At 19:30 Moscow time on 20 June, the aircraft landed safely at Pearson Field, part of the Vancouver Barracks, in Vancouver, Washington, United States. After landing, only 100 kg of the original 6100 kg fuel load remained.

According to Belyakov's calculations, the aircraft's actual ground track, “including all deviations and diversions”, was 9130 km. Under the rules of the Fédération Aéronautique Internationale, however, the distance credited for record purposes was the shortest distance over the Earth's surface between the take-off and landing points. The officially credited distance for the Moscow–North Pole–Vancouver flight was 8582.96 km.

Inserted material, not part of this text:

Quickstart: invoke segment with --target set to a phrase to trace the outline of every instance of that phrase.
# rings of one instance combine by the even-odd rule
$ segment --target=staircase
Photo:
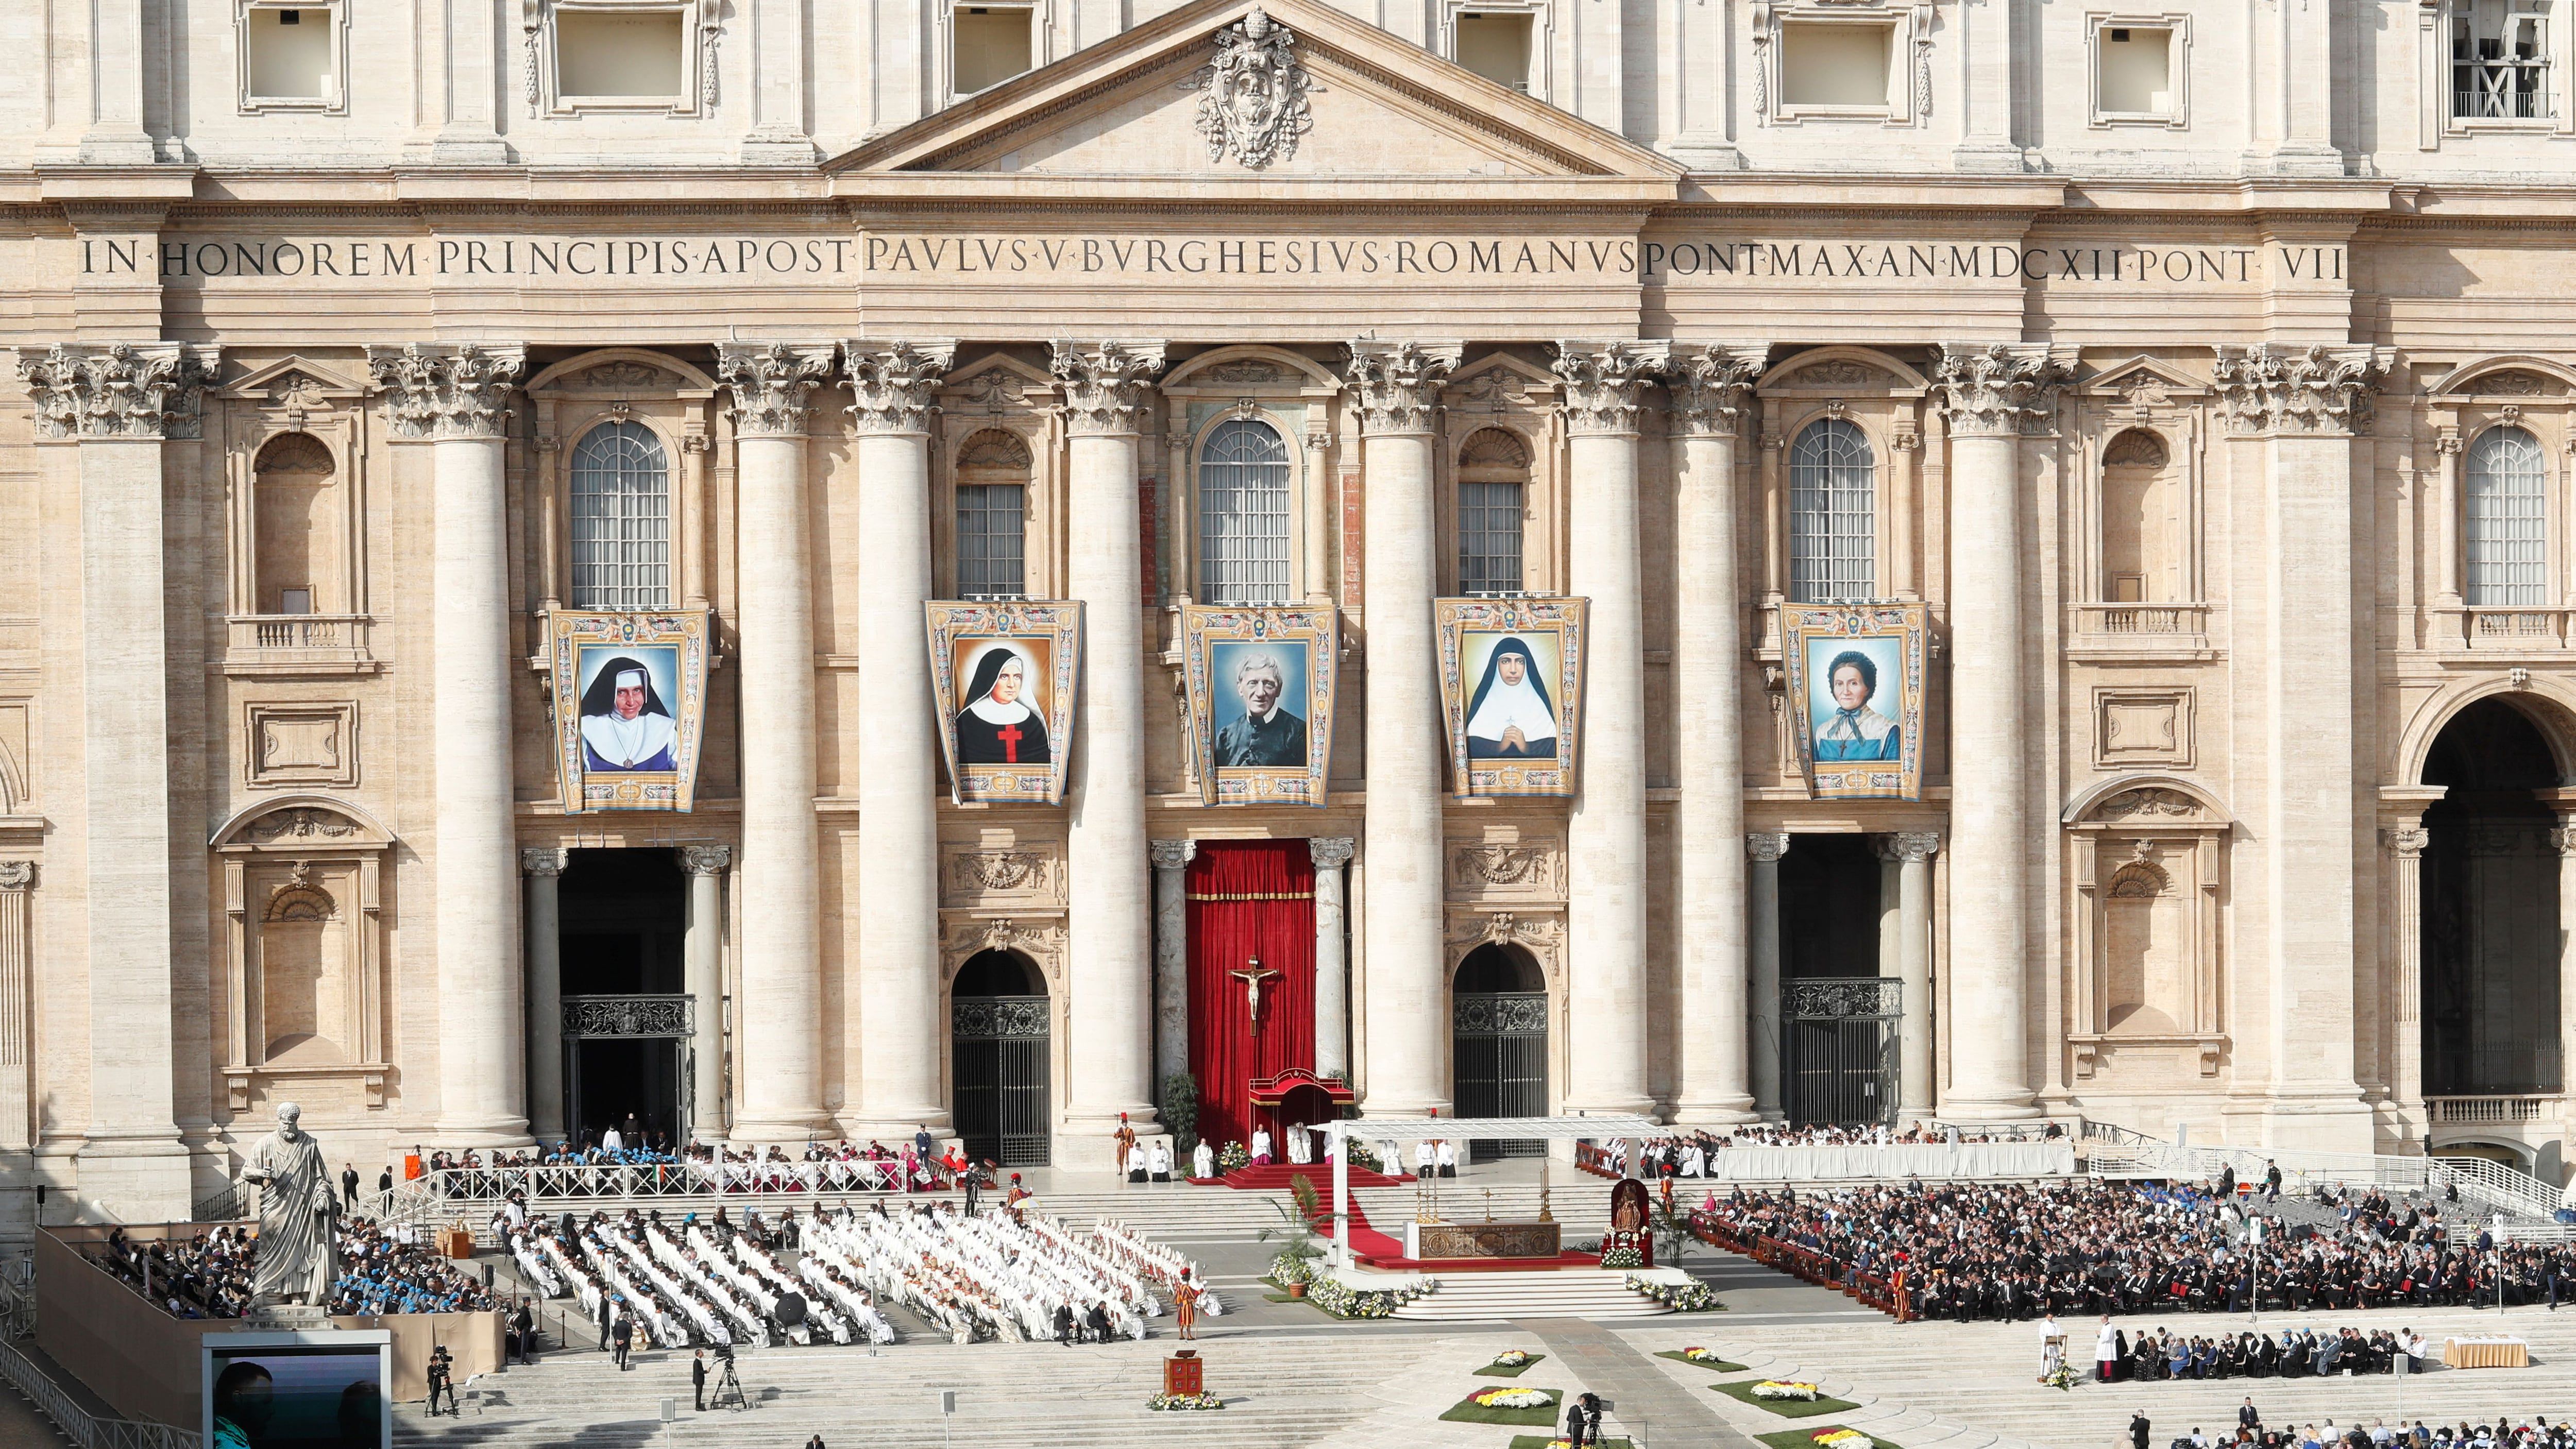
[[[1615,1270],[1434,1276],[1440,1290],[1398,1305],[1396,1317],[1474,1323],[1497,1318],[1657,1318],[1672,1312],[1628,1287],[1628,1275]]]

The crew received a warm public welcome in the United States. Among those who greeted them were the Soviet ambassador, Alexander Troyanovsky, and General George C. Marshall, who was then stationed at Vancouver Barracks and hosted the crew at his home. In Washington, D.C., the aviators were received by President Franklin D. Roosevelt in the Oval Office of the White House. The crew also met the noted Arctic explorer Vilhjalmur Stefansson.

The crew returned from the United States to Europe aboard the ocean liner Normandie'.

Later in 1937, the ANT-25 used for the flight was dismantled and transported from Le Havre to Leningrad aboard the Soviet cargo ship Kooperatsiya. One account suggests that Normandie had previously carried the dismantled aircraft from the United States to Le Havre.

American polar explorer and aviator Richard E. Byrd later praised the transpolar flights by the crews of Valery Chkalov and Mikhail Gromov, describing them as important achievements that could contribute to improved Soviet–American relations.

A trapezoidal monument dedicated to the flight stands near Pearson Air Museum at Fort Vancouver National Historic Site.

== Coverage in the Soviet press ==
The flight did not achieve its original objective of setting a world distance record. The 1933 French record remained unbeaten until July 1937, when Mikhail Gromov's crew surpassed it during the Moscow–North Pole–San Jacinto flight.

Contemporary Soviet coverage generally did not discuss the credited distance or the failure to break the record. Instead, the flight was presented as a demonstration of the feasibility of a future air route between the Soviet Union and the United States. On 21 June, Soviet Air Force commander Yakov Alksnis wrote in Pravda that the purpose had been to test the possibility of regular communications along the shortest route between the two countries, across the North Pole.

The Soviet press emphasized that it was the first intercontinental flight across the North Pole and portrayed it as a major historical and technological achievement. Mikhail Vodopyanov described it as proof that an air route to North America had been opened. A Pravda editorial similarly celebrated the crew as national heroes and presented the flight as evidence of Soviet technological progress.

== Awards ==
All three crew members were awarded the Order of the Red Banner for the flight.